Robert Southey (1774-1843), un apuesto mozo de Bristol, fue un poeta romántico e hispanista que tradujo al inglés el Mío Cid. En 1821 publicó La expedición de Ursúa y los crímenes de Aguirre. En cierto modo el libro de Southey pertenece al género gótico, en el que el Loco Aguirre viene a ser el Ogro o Numa del Amazonas. La búsqueda de El Dorado como el Infierno gótico.
Reino de Redonda acaba de publicar la traducción a nuestro idioma de esta siniestra expedición de los marañones, nombre derivado del río Marañón, la cabecera del Amazonas. Si el gran cronista de Indias, Bernal Díaz del Castillo, acuñó frases memorables: “sus tumbas fueron los vientres de los tigres”, la crónica de Southey nos recuerda que los expedicionarios comían caimanes cazados a arcabuzazos, tras dar buena cuenta de perros y caballos. Las frutas silvestres eran consideradas por estos españolazos de antaño comida de monos. El patizambo de Aguirre alardea de bravucón y temerario. Es un personaje tenebroso, un Numa de Indias, más retorcido que los cuernos de un toro. “Esta pusilanimidad precipitó su destrucción”.

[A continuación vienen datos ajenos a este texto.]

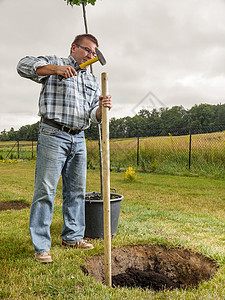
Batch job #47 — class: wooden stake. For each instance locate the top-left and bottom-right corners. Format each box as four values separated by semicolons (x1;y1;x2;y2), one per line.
102;72;112;287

La funesta y estéril busca del Dorado dura noventa días en los que el Loco Aguirre masacra a setenta soldados. Si bien se mira, tampoco se hunde el mundo, los narcos de México rondan esa cifra en un fin de semana. El prólogo es del poeta novísimo Pedro Gimferrer. El tesoro del libro es la famosa Carta que Aguirre dirigió a Felipe II, tan vigorosa de expresión que bien podría ser de un Lope de Aguirre de Schiller. “Al cielo van pocos reyes”. Los frailes de América son pintados como lujuriosos y glotones, un auténtico aguafuerte de Goya. “Nunca mandéis flotas españolas por este maldito río” advierte al monarca. El tratamiento es de Vos, el usted medieval.
En 1954, Sender publicó La aventura equinoccial de Lope de Aguirre. La primera edición española, 1967, llevó un prólogo de Carmen Laforet. A Sender siempre le interesó la novela histórica, distintos siglos de la historia de España son recreados en sus novelas: Carlos II el Hechizado, el cantón de Cartagena, el marañón Lope de Aguirre, la guerra del Rif.

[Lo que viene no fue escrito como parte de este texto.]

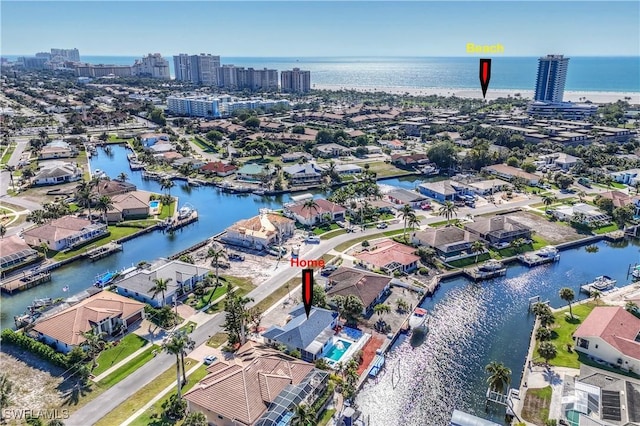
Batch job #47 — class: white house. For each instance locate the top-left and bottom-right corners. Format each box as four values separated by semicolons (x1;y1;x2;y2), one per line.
573;306;640;372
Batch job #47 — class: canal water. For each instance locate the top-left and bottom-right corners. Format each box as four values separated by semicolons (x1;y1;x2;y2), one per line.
356;241;640;426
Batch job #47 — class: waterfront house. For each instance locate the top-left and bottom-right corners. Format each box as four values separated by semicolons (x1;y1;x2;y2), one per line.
353;240;420;274
91;179;136;198
327;267;392;315
0;235;40;272
551;203;611;225
386;188;429;209
200;161;238;177
222;213;296;250
418;180;461;203
282;163;323;185
32;161;82;185
38;140;78;160
284;198;346;226
411;226;480;262
236;163;273;182
107;191;151;223
262;304;338;362
483;164;540;186
184;341;331;426
115;259;211;307
33;291;144;353
464;215;531;248
573;306;640;372
23;216;109;251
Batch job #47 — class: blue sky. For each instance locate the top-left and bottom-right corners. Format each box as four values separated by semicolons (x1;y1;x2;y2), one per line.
0;0;640;57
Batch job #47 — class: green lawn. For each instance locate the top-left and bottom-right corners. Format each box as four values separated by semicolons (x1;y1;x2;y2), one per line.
534;302;596;368
52;225;140;261
158;201;176;219
98;345;160;389
96;358;196;426
130;361;208;426
93;333;149;376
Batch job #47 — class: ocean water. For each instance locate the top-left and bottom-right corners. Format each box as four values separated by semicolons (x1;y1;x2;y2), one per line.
2;56;640;92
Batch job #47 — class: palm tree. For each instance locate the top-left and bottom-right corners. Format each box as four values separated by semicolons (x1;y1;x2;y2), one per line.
542;195;557;207
485;361;511;394
150;278;172;306
302;198;320;226
560;287;576;318
291;404;316;426
96;195;113;223
81;330;107;370
471;240;485;263
438;201;458;226
400;204;416;241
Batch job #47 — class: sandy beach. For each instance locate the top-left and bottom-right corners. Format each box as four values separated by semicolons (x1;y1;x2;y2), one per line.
313;84;640;104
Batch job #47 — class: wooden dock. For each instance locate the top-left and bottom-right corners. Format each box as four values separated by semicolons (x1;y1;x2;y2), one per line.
0;271;51;294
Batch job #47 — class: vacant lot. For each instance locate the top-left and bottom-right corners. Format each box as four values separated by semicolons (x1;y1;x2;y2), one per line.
509;211;584;244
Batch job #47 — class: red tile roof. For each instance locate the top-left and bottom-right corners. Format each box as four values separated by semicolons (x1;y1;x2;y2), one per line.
573;306;640;359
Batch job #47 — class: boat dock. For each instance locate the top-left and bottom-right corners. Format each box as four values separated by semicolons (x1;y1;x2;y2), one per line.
0;271;51;294
87;242;122;262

Podría haber sido un buen guionista de Buñuel en México, pero tenían genios dispares. Sender traza una novela muy bien trabada. Partiendo de las crónicas de Indias, se las salta a la torera y se inventa o recrea personajes pimpantes que dan vida a la siniestra figura del Loco Aguirre. La criada Torralba canta jotas sorianas, el negro Bemba improvisa coplas y zarabandas, el propio Aguirre emborrona papeles que luego estruja, como ensayando mil veces la carta que lo hará famoso. Tutear al monarca es una afrenta, y la carta senderiana lo hace. Sender es un curioso híbrido de Julio Verne y Baroja. Esta novela tiene algo valleinclanesco de Sonata del Amazonas. Pocas veces se ha plasmado el misterio de la selva como en ciertas páginas, si acaso, los deltas de la India en Salgari. Las cañas tiene grosor de muslo de amazona, los helechos milenarios trenzan doseles fosforescentes. Los ruidos de la noche en la selva, las cataratas falsas, las explosiones de savia, los vampiros anestésicos. Los alaridos del mono al ser devorado por el jaguar.
En este sentido, Sender es un claro pionero del “boom”, claro precursor de García Márquez o Vargas Llosa. La novela es un estupendo pastiche de los cronistas de Indias. Un cronista rezagado que a veces tiene ramalazos de ilustrado de Indias, un Azara en el Río de la Plata. Los indios tienen caras apaisadas, de gatos, con labios hocicudos. Un Cajal en las junglas de Cuba. El cerebro es un órgano delicado. Sender hace gala de un léxico brioso e indudable maestría en la adjetivación, al Cojo de Oñate le asesta estos dos adjetivos, raquítico y tremendo.